High-end apartment buildings in Ho Chi Minh City (Photo: VNA) |
Hanoi – Foreign investors injected more than 2.87 billion USD into the Vietnamese realty market during January-July, a year-on-year surge of 78 per cent, according to the Ministry of Planning and Investment (MPI)’s Foreign Investment Agency.
The agency said that foreign investors funneled their money in 18 out of the 21 economic sectors, with the processing and manufacturing industry attracting the largest share of over 12.65 billion USD, or 70.3 per cent of the total.
The realty industry came second. Total newly-registered capital in the property market was 1.94 billion USD while 1.14 billion USD was disbursed during the seven-month span.
Experts from property consultancy firm Savills said Vietnam has opportunities to welcome the fourth wave of foreign direct investment (FDI), mainly into high-tech sectors like electronics, semiconductor, AI and renewable energy whose development has a direct impact on the industrial property on the back of an increasing demand for warehouses.
Thomas Rooney, Senior Manager of Industrial Services at Savills Hanoi, said that it is necessary to handle the energy issue at industrial parks to maintain their attractiveness to foreign capital in the coming time.
That the Vietnamese Government has sketched out a plan to build a 1,500 MW thermal power plant in the central province of Nghe An, which is expected to become operational in 2029-2030, is a notable effort to lure foreign investors, he added.
He also suggested industrial parks pay due attention to green trend as there is an increasing number of foreign businesses focusing on the development of the circular economy while Vietnam has eyed to achieve net-zero carbon emissions by 2050.

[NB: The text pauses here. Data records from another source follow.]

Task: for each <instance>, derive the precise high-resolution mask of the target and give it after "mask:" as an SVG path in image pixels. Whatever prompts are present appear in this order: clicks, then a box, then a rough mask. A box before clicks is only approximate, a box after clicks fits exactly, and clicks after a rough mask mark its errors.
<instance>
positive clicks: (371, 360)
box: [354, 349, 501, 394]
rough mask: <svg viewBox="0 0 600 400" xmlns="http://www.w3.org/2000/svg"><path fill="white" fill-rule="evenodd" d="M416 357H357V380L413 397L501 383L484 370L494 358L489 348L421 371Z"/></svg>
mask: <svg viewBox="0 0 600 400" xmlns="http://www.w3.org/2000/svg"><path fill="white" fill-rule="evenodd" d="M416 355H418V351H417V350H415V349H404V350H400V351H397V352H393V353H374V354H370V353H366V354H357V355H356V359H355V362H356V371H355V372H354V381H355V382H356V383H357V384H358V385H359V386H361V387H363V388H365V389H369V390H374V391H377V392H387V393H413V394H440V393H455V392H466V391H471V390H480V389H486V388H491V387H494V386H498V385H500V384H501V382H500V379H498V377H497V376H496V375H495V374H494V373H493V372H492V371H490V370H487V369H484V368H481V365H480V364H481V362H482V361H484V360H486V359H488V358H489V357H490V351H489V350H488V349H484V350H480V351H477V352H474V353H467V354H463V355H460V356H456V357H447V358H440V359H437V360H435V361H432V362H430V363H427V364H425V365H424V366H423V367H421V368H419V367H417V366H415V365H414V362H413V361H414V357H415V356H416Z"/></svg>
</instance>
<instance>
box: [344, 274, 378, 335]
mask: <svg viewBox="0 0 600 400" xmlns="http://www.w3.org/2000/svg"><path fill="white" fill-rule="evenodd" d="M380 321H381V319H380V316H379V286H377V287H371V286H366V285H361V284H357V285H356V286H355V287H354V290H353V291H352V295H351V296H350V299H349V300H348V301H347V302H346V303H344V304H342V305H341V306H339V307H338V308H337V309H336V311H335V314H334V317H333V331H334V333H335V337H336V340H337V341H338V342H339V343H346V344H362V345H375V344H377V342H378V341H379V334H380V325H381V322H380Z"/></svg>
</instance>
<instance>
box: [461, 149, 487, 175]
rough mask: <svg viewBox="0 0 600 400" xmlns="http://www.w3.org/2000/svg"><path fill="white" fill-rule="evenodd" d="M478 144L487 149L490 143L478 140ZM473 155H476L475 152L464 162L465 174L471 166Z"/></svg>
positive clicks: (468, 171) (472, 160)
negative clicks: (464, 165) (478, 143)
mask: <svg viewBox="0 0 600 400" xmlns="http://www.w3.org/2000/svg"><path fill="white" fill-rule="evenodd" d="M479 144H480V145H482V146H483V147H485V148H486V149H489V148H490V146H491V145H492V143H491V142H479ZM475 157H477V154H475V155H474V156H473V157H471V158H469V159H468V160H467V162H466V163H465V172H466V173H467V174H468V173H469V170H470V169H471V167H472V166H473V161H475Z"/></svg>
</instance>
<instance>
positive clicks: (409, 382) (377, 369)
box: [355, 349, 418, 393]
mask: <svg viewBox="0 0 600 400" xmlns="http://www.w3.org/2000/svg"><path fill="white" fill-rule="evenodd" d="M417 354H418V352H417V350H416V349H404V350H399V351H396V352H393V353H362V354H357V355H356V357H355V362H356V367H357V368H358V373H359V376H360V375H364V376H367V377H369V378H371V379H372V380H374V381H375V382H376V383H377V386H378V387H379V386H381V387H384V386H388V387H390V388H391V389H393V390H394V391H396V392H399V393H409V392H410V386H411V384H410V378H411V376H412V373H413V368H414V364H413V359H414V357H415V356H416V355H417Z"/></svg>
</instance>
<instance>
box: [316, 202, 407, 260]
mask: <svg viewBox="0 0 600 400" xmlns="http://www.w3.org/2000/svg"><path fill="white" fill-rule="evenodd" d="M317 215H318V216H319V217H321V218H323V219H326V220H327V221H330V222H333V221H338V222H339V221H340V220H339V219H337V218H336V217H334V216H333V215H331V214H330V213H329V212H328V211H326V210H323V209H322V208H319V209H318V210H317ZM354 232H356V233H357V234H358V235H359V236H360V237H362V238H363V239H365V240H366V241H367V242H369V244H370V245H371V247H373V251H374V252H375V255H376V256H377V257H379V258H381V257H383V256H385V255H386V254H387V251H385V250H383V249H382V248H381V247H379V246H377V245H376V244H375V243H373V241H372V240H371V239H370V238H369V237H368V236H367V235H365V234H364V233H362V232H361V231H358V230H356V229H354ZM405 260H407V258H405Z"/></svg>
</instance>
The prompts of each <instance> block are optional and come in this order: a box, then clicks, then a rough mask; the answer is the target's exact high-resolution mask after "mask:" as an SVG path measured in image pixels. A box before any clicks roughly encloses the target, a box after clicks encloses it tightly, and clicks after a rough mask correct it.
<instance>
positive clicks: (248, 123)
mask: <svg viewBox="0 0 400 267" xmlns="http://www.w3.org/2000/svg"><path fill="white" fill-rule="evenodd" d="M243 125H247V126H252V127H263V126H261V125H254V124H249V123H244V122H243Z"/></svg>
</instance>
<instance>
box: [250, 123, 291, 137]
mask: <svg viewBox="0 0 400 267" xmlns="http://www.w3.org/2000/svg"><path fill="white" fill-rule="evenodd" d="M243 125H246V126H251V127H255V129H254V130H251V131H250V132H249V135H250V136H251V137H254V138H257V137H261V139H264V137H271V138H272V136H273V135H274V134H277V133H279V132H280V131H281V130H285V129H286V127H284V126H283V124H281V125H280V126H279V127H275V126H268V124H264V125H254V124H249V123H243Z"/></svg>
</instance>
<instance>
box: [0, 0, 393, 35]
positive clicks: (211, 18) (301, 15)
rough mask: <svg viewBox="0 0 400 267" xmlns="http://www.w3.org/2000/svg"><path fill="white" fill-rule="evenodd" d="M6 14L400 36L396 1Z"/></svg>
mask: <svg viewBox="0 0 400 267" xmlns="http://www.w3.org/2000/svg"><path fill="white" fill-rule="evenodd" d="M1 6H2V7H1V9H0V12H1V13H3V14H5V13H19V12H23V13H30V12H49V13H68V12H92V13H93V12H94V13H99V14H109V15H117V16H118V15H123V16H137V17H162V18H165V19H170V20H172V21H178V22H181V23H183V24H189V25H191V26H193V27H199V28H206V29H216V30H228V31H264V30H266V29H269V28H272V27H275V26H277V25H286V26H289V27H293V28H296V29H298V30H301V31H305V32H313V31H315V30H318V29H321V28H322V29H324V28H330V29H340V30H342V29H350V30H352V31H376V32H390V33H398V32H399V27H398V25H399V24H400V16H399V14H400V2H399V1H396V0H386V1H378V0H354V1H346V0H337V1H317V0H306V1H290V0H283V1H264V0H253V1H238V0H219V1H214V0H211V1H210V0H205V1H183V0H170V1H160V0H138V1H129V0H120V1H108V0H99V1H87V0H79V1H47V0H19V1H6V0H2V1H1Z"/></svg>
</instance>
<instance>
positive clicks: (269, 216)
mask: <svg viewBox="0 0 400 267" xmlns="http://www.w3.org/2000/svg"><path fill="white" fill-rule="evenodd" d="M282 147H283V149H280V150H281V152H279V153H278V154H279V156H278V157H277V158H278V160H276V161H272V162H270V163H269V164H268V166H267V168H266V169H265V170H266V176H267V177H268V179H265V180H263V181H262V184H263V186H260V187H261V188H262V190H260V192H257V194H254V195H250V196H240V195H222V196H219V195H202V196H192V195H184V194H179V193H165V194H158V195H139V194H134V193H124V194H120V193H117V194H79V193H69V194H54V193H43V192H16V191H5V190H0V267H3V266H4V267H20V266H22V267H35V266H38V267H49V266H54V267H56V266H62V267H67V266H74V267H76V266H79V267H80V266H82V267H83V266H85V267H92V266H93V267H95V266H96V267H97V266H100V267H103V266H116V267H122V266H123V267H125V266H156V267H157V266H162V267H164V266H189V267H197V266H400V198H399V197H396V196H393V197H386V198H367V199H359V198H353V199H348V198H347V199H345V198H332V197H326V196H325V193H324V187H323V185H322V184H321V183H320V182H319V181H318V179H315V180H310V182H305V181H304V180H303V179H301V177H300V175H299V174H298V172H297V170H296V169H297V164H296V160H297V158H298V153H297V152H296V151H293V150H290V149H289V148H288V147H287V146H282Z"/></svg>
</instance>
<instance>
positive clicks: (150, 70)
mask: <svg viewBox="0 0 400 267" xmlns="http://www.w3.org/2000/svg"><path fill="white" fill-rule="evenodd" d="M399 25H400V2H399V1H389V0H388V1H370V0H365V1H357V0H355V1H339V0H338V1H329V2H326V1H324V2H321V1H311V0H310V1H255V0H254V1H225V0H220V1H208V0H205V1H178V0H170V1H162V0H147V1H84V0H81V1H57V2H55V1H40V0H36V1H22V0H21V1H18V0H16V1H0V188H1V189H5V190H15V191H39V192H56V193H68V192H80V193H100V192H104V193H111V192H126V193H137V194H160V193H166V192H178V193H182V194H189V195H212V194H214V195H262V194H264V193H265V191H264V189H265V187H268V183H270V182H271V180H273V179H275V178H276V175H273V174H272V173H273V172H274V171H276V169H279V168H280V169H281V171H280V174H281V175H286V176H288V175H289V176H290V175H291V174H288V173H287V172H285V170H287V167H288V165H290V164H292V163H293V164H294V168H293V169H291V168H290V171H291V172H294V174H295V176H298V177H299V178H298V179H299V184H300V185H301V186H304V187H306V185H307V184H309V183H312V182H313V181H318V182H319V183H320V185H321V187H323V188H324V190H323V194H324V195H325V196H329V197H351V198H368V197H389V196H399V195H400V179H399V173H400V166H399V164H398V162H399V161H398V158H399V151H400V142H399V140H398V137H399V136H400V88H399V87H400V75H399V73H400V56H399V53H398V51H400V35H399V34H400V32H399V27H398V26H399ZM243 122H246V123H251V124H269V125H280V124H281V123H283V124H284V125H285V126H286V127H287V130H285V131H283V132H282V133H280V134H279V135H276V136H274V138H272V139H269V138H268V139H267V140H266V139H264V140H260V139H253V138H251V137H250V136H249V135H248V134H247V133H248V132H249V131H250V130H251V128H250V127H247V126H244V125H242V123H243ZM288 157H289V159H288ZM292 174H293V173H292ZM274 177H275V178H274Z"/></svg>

A Savills survey showed that around 80-85 per cent of the foreign investors impose requirements on environment, social and governance (ESG) responsibilities, and Vietnam has climbed on the bandwagon.
According to statistics from the MPI, up to 50 per cent of cities and provinces across the nation will plan to transform their existing industrial parks into eco ones, and 8-10 per cent of the localities will develop new eco industrial zones, which are among the factors that help increase their attractiveness to foreign capital.
Total registered foreign capital in Vietnam during January – July amounted to more than 18 billion USD in Vietnam, a year-on-year increase of 10.9 per cent.
The disbursed investment was recorded at over 12.55 billion USD, up 8.4 per cent as compared to the same time last year.
Foreign investors injected 10.76 billion USD in 1,816 new projects, rising 35.6 per cent and 11.6 per cent, respectively.
Meanwhile, 734 projects had their capital adjusted up with a total amount of more than 10.76 billion USD, down 0.3 per cent in the project number, and up 19.4 per cent in capital year-on-year.
Capital contributions and share purchases fell 45.2 per cent to 2.27 billion USD.
Registering 6.52 billion USD, Singapore was the biggest investor among the 91 countries and territories investing in the nation in the reviewed period, followed by China’s Hong Kong, Japan, China, and the Republic of Korea.
The foreign investors landed their capital in 48 cities and provinces across the nation. Bac Ninh attracted the largest amount of foreign capital with nearly 3.2 billion USD while in the second and third places were Quang Ninh and Ho Chi Minh City, luring over 1.56 billion USD and 1.55 billion USD, respectively.
The foreign-invested sector enjoyed a trade surplus of around 27.9 billion USD (including crude oil), and contributed greatly to the nation’s trade surplus of 12.4 billion USD during the seven-month period.
As of July 20, Vietnam was home to 40,777 valid foreign projects with total registered capital of 487 billion USD. Some 309.7 billion USD had been disbursed by the time.